Now I’ve heard there was a secret chord
That David played, and it pleased the Lord
But you don’t really care for music, do you?
It goes like this
The fourth, the fifth
The minor fall, the major lift
The baffled king composing Hallelujah
Hallelujah
Hallelujah
Hallelujah
Hallelujah

Your faith was strong but you needed proof
You saw her bathing on the roof
Her beauty and the moonlight overthrew you
She tied you
To a kitchen chair
She broke your throne, and she cut your hair
And from your lips she drew the Hallelujah

Baby I have been here before
I know this room, I’ve walked this floor
I used to live alone before I knew you.
I’ve seen your flag on the marble arch
Love is not a victory march
It’s a cold and it’s a broken Hallelujah

Hallelujah, Hallelujah
Hallelujah, Hallelujah

There was a time you let me know
What’s really going on below
But now you never show it to me, do you?
And remember when I moved in you
The holy dove was moving too
And every breath we drew was Hallelujah

Hallelujah, Hallelujah
Hallelujah, Hallelujah

You say I took the name in vain
I don’t even know the name
But if I did, well really, what’s it to you?
There’s a blaze of light
In every word
It doesn’t matter which you heard
The holy or the broken Hallelujah

Hallelujah, Hallelujah
Hallelujah, Hallelujah

I did my best, it wasn’t much
I couldn’t feel, so I tried to touch
I’ve told the truth, I didn’t come to fool you
And even though
It all went wrong
I’ll stand before the Lord of Song
With nothing on my tongue but Hallelujah

Hallelujah, Hallelujah
Hallelujah, Hallelujah
Hallelujah, Hallelujah
Hallelujah, Hallelujah
Hallelujah, Hallelujah
Hallelujah, Hallelujah
Hallelujah, Hallelujah
Hallelujah, Hallelujah
Hallelujah


Responses

  1. Ive only heard the Shrek version, Im not sure who sings that one. But a good song.

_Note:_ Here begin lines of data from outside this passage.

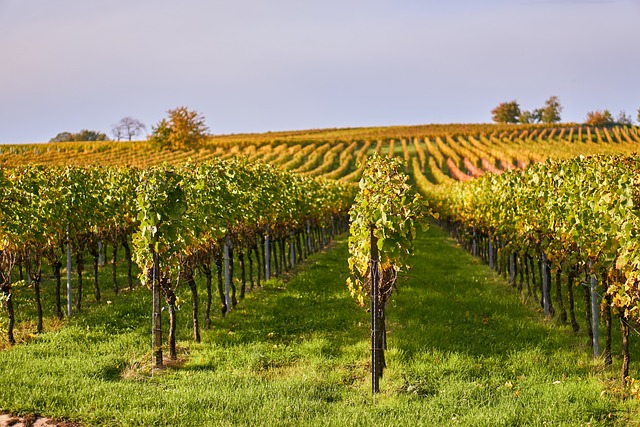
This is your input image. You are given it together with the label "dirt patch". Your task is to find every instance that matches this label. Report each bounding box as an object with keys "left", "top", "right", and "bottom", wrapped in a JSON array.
[{"left": 0, "top": 414, "right": 81, "bottom": 427}]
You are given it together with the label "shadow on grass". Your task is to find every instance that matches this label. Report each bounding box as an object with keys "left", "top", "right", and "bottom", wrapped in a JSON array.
[{"left": 387, "top": 225, "right": 586, "bottom": 357}]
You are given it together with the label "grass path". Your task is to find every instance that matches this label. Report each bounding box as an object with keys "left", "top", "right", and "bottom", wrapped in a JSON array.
[{"left": 0, "top": 227, "right": 640, "bottom": 426}]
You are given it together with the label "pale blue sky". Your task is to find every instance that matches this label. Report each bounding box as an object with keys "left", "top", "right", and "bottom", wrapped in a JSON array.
[{"left": 0, "top": 0, "right": 640, "bottom": 143}]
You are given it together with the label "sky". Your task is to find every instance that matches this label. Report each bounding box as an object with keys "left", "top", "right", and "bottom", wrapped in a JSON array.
[{"left": 0, "top": 0, "right": 640, "bottom": 144}]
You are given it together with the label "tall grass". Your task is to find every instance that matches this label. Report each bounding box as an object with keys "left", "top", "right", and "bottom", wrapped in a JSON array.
[{"left": 0, "top": 226, "right": 640, "bottom": 426}]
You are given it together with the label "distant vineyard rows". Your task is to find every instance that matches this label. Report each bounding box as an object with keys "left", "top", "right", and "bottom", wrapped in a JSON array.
[{"left": 5, "top": 125, "right": 640, "bottom": 184}]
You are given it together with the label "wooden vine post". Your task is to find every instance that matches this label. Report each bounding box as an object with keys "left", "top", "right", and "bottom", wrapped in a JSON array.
[
  {"left": 369, "top": 224, "right": 383, "bottom": 393},
  {"left": 347, "top": 155, "right": 426, "bottom": 394}
]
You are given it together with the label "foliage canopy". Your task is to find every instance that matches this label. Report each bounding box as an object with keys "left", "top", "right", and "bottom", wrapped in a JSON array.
[{"left": 149, "top": 107, "right": 209, "bottom": 151}]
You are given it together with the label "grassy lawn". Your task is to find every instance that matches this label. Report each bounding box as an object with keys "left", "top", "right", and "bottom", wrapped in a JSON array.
[{"left": 0, "top": 227, "right": 640, "bottom": 426}]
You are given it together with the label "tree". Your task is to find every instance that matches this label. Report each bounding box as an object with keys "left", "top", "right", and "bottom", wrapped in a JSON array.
[
  {"left": 49, "top": 129, "right": 109, "bottom": 142},
  {"left": 616, "top": 110, "right": 633, "bottom": 126},
  {"left": 491, "top": 100, "right": 520, "bottom": 123},
  {"left": 111, "top": 116, "right": 147, "bottom": 141},
  {"left": 149, "top": 107, "right": 209, "bottom": 150},
  {"left": 585, "top": 110, "right": 614, "bottom": 126},
  {"left": 537, "top": 96, "right": 562, "bottom": 124},
  {"left": 519, "top": 108, "right": 540, "bottom": 124},
  {"left": 49, "top": 132, "right": 73, "bottom": 142}
]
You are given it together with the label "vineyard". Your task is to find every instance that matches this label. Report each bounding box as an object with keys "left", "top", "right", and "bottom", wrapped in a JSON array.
[{"left": 0, "top": 125, "right": 640, "bottom": 424}]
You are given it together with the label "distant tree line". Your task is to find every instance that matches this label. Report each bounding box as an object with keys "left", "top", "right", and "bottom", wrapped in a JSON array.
[
  {"left": 49, "top": 117, "right": 147, "bottom": 142},
  {"left": 491, "top": 96, "right": 562, "bottom": 124},
  {"left": 491, "top": 96, "right": 640, "bottom": 126},
  {"left": 49, "top": 129, "right": 109, "bottom": 142}
]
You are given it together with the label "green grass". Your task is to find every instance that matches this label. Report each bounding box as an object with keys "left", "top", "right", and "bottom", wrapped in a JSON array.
[{"left": 0, "top": 227, "right": 640, "bottom": 426}]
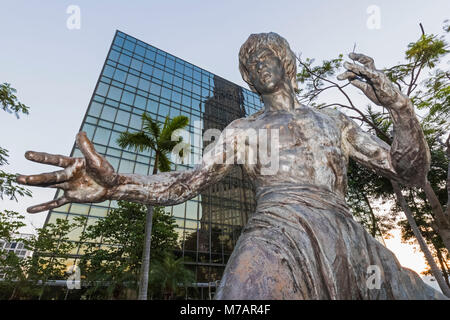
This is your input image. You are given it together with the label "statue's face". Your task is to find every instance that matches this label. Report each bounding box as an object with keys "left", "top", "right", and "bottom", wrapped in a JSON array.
[{"left": 246, "top": 48, "right": 285, "bottom": 94}]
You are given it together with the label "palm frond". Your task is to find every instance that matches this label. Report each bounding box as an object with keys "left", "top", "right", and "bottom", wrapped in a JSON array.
[
  {"left": 117, "top": 131, "right": 156, "bottom": 152},
  {"left": 160, "top": 116, "right": 189, "bottom": 141},
  {"left": 158, "top": 153, "right": 171, "bottom": 172}
]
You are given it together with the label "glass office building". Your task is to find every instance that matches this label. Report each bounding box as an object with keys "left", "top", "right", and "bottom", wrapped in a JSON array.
[{"left": 46, "top": 31, "right": 262, "bottom": 282}]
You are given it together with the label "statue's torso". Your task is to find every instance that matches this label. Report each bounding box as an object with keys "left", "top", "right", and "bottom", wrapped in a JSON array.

  2. Norm, thanks for posting this. I have been a Leonard Cohen fan for some years. There’s an album named Jennie Sings Lennie, and it’s wonderful, it’s acutally Jennifer Warnes singing Leonard Cohen songs and poems – I grew up, (well got older) to that album. You should check it out.

    Love your blog. I checked out your map – didn’t know you knew that many people! Wow. Very impressive.

  3. I’m glad you wrote this too: we’ve all heard the Rufus Wainwright version (thank you, Shrek) and I didn’t know that this was Cohen. Good thing it’s a Cohen song, not too keen on the other things that Wainwright sings. Powerful song, very haunting.